Odpowiedzialny m.in. za poszukiwania gazu łupkowego Sławomir Brodziński nie podziela optymizmu swojego poprzednika Piotra Woźniaka i nie spodziewa się, by już w 2014 r. rozpoczęło się w Polsce komercyjne wydobycie tego surowca. Na razie nie można według niego przewidzieć, czy dojdzie do tego w 2015 r., czy jeszcze później. – To będzie zależeć od tego, czy uda się nam uspokoić inwestorów i nakłonić ich do zintensyfikowania działań – mówi Brodziński w rozmowie z DGP. – Konieczne jest wyjście z obecnego impasu, ustalenie stabilnych reguł funkcjonowania w tym sektorze. Trzeba doprowadzić wreszcie do nowelizacji prawa górniczego i geologicznego – deklaruje wiceminister środowiska.
Chodzi m.in. o nowe regulacje dotyczące przyznawania koncesji (proponowane są nowe ich typy – na poszukiwanie, na poszukiwanie i rozpoznawanie oraz na wydobywanie), w tym także ich przedłużania oraz o kwestie związane z opodatkowaniem wydobycia węglowodorów.
– Na razie jest za wcześnie, by deklarować konkretne terminy zmiany przepisów, ale zapewniam, że będę dążył do maksymalnego przyspieszenia działań w tym kierunku – zapowiada. Prace nad projektem trwają od wielu miesięcy. – Ich przyspieszenie jest jednym z moich priorytetów – zapewnia Brodziński.
Reklama
Jednym z pomysłów ministerstwa było powołanie państwowej spółki Narodowy Operator Kopalin Energetycznych, która miałaby obejmować udziały w koncesjach poszukiwawczo-wydobywczych.
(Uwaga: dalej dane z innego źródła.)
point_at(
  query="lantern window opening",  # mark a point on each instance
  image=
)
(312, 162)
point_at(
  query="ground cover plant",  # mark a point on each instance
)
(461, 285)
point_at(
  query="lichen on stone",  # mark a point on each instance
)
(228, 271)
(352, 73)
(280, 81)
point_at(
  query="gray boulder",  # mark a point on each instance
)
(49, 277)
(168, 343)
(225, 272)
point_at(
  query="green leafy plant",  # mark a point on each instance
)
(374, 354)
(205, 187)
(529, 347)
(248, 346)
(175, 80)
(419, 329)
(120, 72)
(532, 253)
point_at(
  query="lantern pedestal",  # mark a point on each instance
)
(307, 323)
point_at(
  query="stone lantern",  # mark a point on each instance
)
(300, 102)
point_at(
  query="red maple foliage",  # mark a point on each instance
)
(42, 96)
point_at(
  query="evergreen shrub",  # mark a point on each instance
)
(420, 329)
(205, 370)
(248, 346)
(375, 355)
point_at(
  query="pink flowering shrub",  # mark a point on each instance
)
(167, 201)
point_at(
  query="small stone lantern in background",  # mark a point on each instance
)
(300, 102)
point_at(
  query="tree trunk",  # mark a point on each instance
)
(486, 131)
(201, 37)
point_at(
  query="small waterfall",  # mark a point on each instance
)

Idea utworzenia NOKE budziła wiele kontrowersji, w szczególności przeciwne jej były firmy zaangażowane w poszukiwania. Ich zdaniem powstanie takiego podmiotu oznaczałoby dla nich dodatkowe obciążenia finansowe.
– Nie widzę konieczności powoływania NOKE. Szczególnie w tej fazie rozwoju branży łupkowej w Polsce – deklaruje tymczasem nowy wiceminister. – To, czy NOKE powstanie później, zależeć będzie od dynamiki rozpoznawania i wydobywania gazu z łupków – dodaje.
Brodziński dostrzega z kolei szansę na odwrócenie w przyszłym roku negatywnej tendencji, jaka zarysowała się w tym segmencie w 2013 r. Chodzi o zmniejszenie zainteresowania koncesjami poszukiwawczymi oraz liczby odwiertów. Rok temu było w ministerstwie zarejestrowanych 113 koncesji, teraz jest ich już mniej niż setka. W 2013 r. przeprowadzono łącznie tylko 12 odwiertów w poszukiwaniu gazu z łupków, podczas gdy rok wcześniej było ich ponad 20.
– Więcej na temat kolejnych odwiertów poszukiwawczych, jakich można się będzie spodziewać w 2014 r., będę w stanie powiedzieć po zaplanowanym na początek stycznia spotkaniu z wszystkimi zainteresowany stronami – mówi Brodziński.
Niedawne odrzucenie przez Parlament Europejski projektu zakładającego, że już na etapie poszukiwań gazu z łupków konieczne będzie wykonanie pełnej oceny oddziaływania takiego projektu na środowisko, wiceminister uważa za krok w dobrym kierunku. Pozwoli to podtrzymać lepszą atmosferę wokół tematu gazu łupkowego w UE. – Jednym z moich zadań musi być zacieśnienie kontaktów z polskimi europarlamentarzystami, którzy bardzo aktywnie zajmują się sprawami gazu łupkowego – tłumaczy Brodziński.
Chce również częściej kontaktować się z koncesjonariuszami, którzy poszukują gazu w polskich łupkach. O zintensyfikowanie kontaktów te firmy zabiegały już wcześniej.
– Przez wiele lat byłem sekretarzem generalnym Światowego Kongresu Górniczego, nie mam kłopotów z kontaktowaniem się ze stroną biznesową, choć oczywiście mam świadomość, że zawsze mieści się w tych kontaktach element lobbingu – mówi nowy wiceminister.